NIST Draft: The KMAC, TupleHash, and FPH Functions [pdf] - niftich
https://www.ietf.org/mail-archive/web/saag/current/pdfxrzR9rycq3.pdf
======
tptacek
In case you're wondering, these are new NIST standards for things you can do
with SHA-3 beyond simply using it as a hash.

KMAC is SHA-3's alternative to HMAC. You can use HMAC with SHA-3, but it's
wasteful, since part of the point of SHA-3 is to make the HMAC construction
(which applies the hash function twice to achieve separation between the key
and the data being authenticated) unnecessary.

TupleHash is a construction that reliably hashes an array of byte strings,
some entries of which might be the empty string.

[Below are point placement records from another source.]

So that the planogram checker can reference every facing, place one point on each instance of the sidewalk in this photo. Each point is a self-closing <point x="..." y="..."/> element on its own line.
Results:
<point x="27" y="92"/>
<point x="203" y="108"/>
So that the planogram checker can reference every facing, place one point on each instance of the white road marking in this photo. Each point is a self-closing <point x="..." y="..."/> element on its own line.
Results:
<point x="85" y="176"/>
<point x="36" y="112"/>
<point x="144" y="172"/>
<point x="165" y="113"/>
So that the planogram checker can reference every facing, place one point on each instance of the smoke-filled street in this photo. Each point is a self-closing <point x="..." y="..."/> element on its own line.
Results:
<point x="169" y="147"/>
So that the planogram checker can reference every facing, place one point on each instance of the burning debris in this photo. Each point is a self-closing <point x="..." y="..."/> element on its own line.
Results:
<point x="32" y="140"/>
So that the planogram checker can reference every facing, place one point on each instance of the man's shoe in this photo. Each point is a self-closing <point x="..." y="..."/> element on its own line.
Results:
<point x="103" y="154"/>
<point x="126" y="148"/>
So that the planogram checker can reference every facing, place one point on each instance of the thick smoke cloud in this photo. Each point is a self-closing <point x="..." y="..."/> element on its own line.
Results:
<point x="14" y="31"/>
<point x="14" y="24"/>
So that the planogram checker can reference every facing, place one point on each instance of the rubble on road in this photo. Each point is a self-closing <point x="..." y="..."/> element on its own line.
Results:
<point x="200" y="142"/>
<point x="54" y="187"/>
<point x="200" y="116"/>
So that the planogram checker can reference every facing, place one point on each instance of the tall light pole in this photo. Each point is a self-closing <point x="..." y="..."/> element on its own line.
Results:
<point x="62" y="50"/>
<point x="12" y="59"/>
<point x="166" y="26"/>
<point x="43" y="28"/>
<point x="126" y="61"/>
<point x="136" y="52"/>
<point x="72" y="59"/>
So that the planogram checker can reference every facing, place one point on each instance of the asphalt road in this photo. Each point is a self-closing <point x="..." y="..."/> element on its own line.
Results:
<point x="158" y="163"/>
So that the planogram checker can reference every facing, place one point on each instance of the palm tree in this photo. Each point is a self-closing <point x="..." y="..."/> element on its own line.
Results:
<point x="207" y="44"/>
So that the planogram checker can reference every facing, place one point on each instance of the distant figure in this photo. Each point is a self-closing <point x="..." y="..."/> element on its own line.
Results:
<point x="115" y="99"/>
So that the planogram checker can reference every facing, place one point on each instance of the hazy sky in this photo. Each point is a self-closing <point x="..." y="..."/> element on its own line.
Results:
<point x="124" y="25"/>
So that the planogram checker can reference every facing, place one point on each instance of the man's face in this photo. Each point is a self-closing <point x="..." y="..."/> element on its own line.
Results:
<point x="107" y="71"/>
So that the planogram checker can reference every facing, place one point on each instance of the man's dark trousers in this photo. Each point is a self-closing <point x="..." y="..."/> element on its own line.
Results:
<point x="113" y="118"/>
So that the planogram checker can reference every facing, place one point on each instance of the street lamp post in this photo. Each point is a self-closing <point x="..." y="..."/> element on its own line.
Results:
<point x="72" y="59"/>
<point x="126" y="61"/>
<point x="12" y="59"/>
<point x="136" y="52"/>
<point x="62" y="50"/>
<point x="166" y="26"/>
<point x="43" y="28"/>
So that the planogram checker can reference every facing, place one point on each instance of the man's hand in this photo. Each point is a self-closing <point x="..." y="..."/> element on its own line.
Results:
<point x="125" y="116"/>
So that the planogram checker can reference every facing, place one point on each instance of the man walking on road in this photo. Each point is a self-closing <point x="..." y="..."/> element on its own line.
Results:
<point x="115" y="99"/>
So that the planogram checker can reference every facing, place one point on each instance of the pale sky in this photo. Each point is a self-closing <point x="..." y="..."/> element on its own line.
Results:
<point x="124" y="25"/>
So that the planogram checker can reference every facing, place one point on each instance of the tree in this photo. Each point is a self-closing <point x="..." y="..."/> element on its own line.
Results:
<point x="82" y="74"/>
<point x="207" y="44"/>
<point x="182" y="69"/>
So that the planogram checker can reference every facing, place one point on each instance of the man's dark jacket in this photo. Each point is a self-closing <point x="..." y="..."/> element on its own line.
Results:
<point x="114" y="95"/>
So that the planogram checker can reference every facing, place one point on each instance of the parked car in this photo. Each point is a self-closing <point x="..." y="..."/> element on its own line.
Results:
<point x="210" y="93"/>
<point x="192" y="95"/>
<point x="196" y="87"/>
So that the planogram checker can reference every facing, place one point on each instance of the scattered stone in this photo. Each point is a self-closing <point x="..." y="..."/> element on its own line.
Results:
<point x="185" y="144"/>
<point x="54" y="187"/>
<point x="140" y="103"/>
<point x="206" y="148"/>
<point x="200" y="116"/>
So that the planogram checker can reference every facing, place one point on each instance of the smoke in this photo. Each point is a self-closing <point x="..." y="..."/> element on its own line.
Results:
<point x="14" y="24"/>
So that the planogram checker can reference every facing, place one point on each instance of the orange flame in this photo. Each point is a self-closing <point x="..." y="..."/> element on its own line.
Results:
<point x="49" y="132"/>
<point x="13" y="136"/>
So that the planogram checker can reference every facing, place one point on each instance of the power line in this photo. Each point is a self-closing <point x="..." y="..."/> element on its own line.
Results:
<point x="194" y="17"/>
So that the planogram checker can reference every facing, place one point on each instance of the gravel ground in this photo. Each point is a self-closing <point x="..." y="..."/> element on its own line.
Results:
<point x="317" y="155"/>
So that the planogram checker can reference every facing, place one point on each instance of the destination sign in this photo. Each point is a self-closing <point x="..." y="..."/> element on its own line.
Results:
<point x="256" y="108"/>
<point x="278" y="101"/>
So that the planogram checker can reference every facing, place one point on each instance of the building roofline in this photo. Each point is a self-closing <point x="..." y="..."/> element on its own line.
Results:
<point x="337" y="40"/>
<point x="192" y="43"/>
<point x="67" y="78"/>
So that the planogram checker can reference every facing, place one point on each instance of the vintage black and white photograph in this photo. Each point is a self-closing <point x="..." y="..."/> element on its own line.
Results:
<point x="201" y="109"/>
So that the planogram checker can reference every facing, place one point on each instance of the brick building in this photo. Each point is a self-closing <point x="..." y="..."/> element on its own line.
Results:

FPH is a construction that exploits parallelism to more quickly hash huge
strings.

------
niftich
These slides from 2015 [1] detail some of the rationale that went into
designing these functions.

Specifically, slide 13 says these 'Domain Separated' functions are "completely
unrelated", ie. they can't be computed from each other. According to them
"this should make it a little harder to shoot yourself in the foot with these
functions".

It appears the designers are realizing that assembling crypto building blocks
in ways that remain secure and make sense is difficult, so they're providing
ready-made versions made for specific uses.

[1]
[http://csrc.nist.gov/news_events/cif_2015/research/day1_rese...](http://csrc.nist.gov/news_events/cif_2015/research/day1_research_200-250pt1.pdf)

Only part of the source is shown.